Now the New Economy. Ranching jobs are, for the most part, low wage no benefits jobs without many advancement opportunities. Beef prices are subject to the whims of global economics. Prices are still deeply depressed in the wake of the Asian financial crisis. The only way that many or most operations break even is through our subsidies. The corporate tax shelter operations don’t really care if they run in the red continuously; they are not there to make money. So why not just write the checks to the people and save the land? Cut out the middleman (middlecow). Let’s call welfare welfare. Subsidies are for industries that are judged to be important to the nation or economy as a whole.
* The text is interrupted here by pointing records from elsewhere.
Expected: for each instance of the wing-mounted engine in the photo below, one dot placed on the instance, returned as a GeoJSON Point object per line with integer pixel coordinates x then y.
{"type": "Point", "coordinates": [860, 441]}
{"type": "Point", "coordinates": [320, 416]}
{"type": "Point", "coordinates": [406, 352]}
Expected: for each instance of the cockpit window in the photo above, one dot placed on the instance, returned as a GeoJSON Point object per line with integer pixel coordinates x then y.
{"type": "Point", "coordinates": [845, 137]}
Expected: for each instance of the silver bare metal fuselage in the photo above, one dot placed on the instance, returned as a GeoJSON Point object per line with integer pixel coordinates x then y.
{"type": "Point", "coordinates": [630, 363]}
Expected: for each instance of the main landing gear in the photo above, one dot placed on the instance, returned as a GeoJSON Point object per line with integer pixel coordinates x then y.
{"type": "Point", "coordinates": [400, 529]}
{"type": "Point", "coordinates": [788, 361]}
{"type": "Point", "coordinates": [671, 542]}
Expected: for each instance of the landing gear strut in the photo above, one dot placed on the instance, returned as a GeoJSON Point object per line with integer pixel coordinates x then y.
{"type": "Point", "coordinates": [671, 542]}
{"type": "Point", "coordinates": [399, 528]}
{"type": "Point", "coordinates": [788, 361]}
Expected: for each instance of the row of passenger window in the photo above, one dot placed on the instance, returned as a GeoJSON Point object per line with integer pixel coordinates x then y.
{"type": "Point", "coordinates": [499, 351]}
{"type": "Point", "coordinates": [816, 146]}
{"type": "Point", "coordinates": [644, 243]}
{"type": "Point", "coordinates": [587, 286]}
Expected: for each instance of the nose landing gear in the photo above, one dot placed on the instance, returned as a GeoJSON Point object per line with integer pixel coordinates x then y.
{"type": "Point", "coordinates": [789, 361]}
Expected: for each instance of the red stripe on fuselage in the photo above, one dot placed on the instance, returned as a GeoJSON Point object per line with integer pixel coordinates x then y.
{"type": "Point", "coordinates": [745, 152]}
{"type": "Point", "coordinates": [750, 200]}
We are not dependent on the beef that they produce, and if we want to continue our collective John Wayne movie daydream, let’s let the land have a break in the process. When other industries go out of business without taxpayer support, we call that good capitalism. When it is public lands ranching, we are somehow collectively convinced that we are laying off the Marlboro Man. If rural communities are dependent on the money from welfare ranching, let’s keep the money flowing, but stop the abuse of the land and find a way to create sustainable industries, not environmental disasters.
Actually, the fact that we still have subsidized overgrazing is a testement to our legislative system, and the equal representation in the Senate or the states. The power of the entrenched Western senators has torpedoed any attempt to change federal grazing policies. The system works the way it was designed, I suppose, but the land is being beaten to a pissy shit-pulp in the process. Year after year. Decade after decade.
And on this mesa top it continues. They block the road with their bloated bodies, the dim bulb in their skull only slowly brightening at the loud blare of my car horn. Huh, he must be trying to tell me something. Get the heck off my land and out of my wilderness! That’s what I’m trying to say.